L’efficienza di una colonna HPLC dipende moltissimo dalla dimensione delle particelle della fase stazionaria. Per anni lo standard sono state le particelle da 5 µm; oggi si lavora sempre più con particelle da sub-2 µm, che danno picchi molto più stretti e separazioni più rapide. È quello che si chiama UHPLC (cromatografia liquida a ultra-alta prestazione).

• particelle più piccole = più piatti teorici per metro = maggiore risoluzione;
• il prezzo da pagare è una contropressione molto più alta, che richiede strumenti progettati per reggere oltre mille bar;
• il vantaggio pratico è enorme: analisi che richiedevano 30 minuti possono ridursi a pochi minuti, a parità di qualità.

Esistono anche le particelle core-shell (a nucleo solido e guscio poroso): offrono efficienza vicina all’UHPLC senza pressioni estreme, ed è per questo che si sono diffuse rapidamente nei laboratori di routine.

Preparazione del campione e problemi comuni

In HPLC molti problemi nascono prima della colonna. Alcuni accorgimenti e segnali da conoscere:

• Filtrazione: campioni ed eluenti vanno filtrati; il particolato intasa la colonna e fa salire la contropressione;
• Solvente di diluizione: il campione andrebbe sciolto in una miscela il più possibile simile all’eluente iniziale, altrimenti i picchi si deformano o si sdoppiano;
• Picchi fantasma (ghost peaks): picchi che compaiono senza campione, spesso da eluenti o solventi contaminati;
• Contropressione che sale nel tempo: segnale tipico di una colonna che si sta sporcando e di una precolonna da sostituire.
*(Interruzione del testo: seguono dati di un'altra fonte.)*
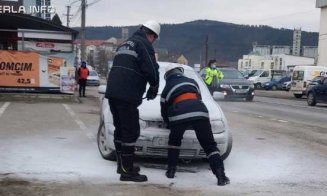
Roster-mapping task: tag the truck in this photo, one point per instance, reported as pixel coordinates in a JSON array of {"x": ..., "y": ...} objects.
[
  {"x": 261, "y": 76},
  {"x": 301, "y": 77}
]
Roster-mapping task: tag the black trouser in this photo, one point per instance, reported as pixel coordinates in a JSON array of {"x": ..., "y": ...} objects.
[
  {"x": 82, "y": 85},
  {"x": 126, "y": 121},
  {"x": 203, "y": 133},
  {"x": 211, "y": 89}
]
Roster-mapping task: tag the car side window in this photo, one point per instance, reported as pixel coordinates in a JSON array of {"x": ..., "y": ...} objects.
[
  {"x": 325, "y": 82},
  {"x": 265, "y": 74}
]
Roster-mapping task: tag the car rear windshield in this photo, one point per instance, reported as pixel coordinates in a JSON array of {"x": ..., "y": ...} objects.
[
  {"x": 93, "y": 73},
  {"x": 298, "y": 75},
  {"x": 232, "y": 74}
]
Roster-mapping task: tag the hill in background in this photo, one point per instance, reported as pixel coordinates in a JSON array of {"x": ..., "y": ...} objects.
[{"x": 226, "y": 42}]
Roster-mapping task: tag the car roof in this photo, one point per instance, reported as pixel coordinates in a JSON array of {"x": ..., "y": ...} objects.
[{"x": 163, "y": 65}]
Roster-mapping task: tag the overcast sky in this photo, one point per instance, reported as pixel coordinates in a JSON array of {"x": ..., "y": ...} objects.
[{"x": 276, "y": 13}]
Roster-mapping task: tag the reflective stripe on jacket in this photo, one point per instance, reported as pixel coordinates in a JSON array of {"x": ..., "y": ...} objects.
[
  {"x": 83, "y": 73},
  {"x": 210, "y": 74},
  {"x": 184, "y": 110}
]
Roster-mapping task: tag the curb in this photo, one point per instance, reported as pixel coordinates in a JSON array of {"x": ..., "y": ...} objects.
[{"x": 275, "y": 94}]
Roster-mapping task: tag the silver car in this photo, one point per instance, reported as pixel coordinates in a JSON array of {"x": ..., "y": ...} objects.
[{"x": 153, "y": 140}]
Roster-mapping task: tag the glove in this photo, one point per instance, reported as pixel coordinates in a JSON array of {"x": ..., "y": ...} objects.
[{"x": 152, "y": 92}]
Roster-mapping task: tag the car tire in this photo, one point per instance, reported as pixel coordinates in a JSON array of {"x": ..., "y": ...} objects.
[
  {"x": 229, "y": 146},
  {"x": 257, "y": 86},
  {"x": 311, "y": 99},
  {"x": 104, "y": 150},
  {"x": 249, "y": 98},
  {"x": 298, "y": 96}
]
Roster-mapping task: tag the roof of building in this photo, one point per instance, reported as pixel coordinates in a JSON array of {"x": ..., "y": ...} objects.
[{"x": 14, "y": 21}]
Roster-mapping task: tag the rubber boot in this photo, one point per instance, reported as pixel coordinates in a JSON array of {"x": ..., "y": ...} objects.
[
  {"x": 173, "y": 155},
  {"x": 222, "y": 178},
  {"x": 136, "y": 169},
  {"x": 127, "y": 161},
  {"x": 118, "y": 158},
  {"x": 217, "y": 167}
]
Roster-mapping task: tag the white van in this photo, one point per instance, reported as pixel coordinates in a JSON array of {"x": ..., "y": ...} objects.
[
  {"x": 301, "y": 77},
  {"x": 261, "y": 76}
]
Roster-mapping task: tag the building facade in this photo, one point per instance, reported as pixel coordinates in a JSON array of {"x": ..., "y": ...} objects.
[
  {"x": 278, "y": 62},
  {"x": 33, "y": 7},
  {"x": 322, "y": 45}
]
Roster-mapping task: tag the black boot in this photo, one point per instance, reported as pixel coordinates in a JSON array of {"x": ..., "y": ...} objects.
[
  {"x": 136, "y": 169},
  {"x": 118, "y": 159},
  {"x": 217, "y": 167},
  {"x": 222, "y": 178},
  {"x": 173, "y": 155},
  {"x": 127, "y": 161},
  {"x": 170, "y": 173}
]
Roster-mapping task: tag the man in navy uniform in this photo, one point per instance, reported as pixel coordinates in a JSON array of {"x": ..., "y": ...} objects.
[{"x": 133, "y": 67}]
Curare questi dettagli è ciò che distingue un metodo robusto da uno che “funziona solo a volte”. Una precolonna (guard column) sacrificale protegge la colonna analitica trattenendo lo sporco: costa poco e si sostituisce facilmente, allungando di molto la vita della colonna principale. Allo stesso modo, un flussaggio regolare con solvente forte rimuove i composti fortemente trattenuti che, accumulandosi, farebbero comparire picchi spuri nelle corse successive.

Domande frequenti

Cosa significa l’”HP” di HPLC?

Sta per “high performance”, ad alte prestazioni, e fa riferimento alle particelle finissime della colonna e alle alte pressioni necessarie per farvi passare l’eluente. In passato la sigla veniva letta come “high pressure”, alta pressione.
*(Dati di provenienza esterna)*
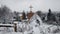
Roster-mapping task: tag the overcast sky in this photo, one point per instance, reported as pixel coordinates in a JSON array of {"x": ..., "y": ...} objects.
[{"x": 43, "y": 5}]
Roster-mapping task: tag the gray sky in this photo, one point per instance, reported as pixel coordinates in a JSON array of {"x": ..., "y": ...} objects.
[{"x": 43, "y": 5}]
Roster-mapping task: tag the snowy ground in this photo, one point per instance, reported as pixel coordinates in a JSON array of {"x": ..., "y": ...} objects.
[{"x": 31, "y": 27}]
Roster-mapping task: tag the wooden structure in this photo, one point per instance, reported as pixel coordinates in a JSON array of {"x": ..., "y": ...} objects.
[{"x": 10, "y": 25}]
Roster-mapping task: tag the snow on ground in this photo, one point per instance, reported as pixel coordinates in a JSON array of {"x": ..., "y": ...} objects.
[{"x": 31, "y": 28}]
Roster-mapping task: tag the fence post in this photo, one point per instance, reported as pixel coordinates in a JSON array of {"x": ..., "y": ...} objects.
[{"x": 15, "y": 27}]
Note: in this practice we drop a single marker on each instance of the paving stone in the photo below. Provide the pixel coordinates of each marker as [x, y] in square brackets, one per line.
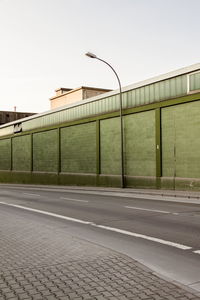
[39, 261]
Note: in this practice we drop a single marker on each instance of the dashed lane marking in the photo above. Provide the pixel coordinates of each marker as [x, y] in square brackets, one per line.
[71, 199]
[152, 210]
[137, 235]
[37, 195]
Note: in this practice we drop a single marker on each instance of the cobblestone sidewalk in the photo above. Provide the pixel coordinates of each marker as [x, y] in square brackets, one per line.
[38, 260]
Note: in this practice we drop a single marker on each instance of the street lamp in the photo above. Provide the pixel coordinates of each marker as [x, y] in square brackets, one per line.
[92, 55]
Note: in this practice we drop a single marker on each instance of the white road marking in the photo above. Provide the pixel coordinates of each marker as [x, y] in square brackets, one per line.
[37, 195]
[152, 210]
[47, 213]
[71, 199]
[153, 239]
[146, 237]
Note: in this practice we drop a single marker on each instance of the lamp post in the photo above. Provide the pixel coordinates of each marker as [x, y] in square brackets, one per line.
[92, 55]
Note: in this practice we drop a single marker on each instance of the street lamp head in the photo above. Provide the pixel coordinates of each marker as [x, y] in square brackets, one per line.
[91, 55]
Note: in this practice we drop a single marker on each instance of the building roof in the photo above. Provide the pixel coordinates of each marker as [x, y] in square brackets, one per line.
[176, 73]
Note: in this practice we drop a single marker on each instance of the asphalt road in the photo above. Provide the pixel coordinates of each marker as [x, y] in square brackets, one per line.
[164, 235]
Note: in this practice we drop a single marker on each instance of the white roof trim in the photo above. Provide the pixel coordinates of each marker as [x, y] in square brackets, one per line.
[165, 76]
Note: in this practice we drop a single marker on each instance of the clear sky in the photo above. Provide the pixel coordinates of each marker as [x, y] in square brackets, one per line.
[43, 43]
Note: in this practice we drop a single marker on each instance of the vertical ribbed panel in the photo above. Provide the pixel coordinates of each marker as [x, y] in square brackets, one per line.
[158, 91]
[195, 81]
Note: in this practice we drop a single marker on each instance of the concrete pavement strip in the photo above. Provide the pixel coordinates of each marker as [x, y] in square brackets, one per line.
[39, 260]
[192, 197]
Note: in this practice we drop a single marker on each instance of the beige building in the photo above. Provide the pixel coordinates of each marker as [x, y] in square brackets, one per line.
[66, 96]
[9, 116]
Quando si usa l’HPLC al posto della GC?

Quando il composto non è volatile, si decompone con il calore o ha un peso molecolare elevato: principi attivi, zuccheri, proteine, polimeri. Per i composti volatili e stabili al calore resta preferibile la GC.

Che cos’è la LC-MS?

È l’accoppiamento tra HPLC e spettrometria di massa: unisce la capacità di separazione dell’HPLC all’identificazione e all’alta sensibilità della massa. È fondamentale per le impurezze in traccia e le analisi di conferma.

Su quale parametro intervengo per primo se due picchi non si separano?

Sulla selettività (α): è il fattore con l’effetto più forte sulla risoluzione. In pratica si cambia composizione dell’eluente, pH o colonna. Solo dopo ha senso aumentare l’efficienza (N) o aggiustare la ritenzione (k).

Perché i risultati cambiano se cambio colonna?

La colonna determina la selettività: variando fase stazionaria, dimensione delle particelle o lunghezza cambiano tempi di ritenzione e risoluzione. Per questo i metodi validati specificano sempre la colonna esatta e tutte le condizioni operative.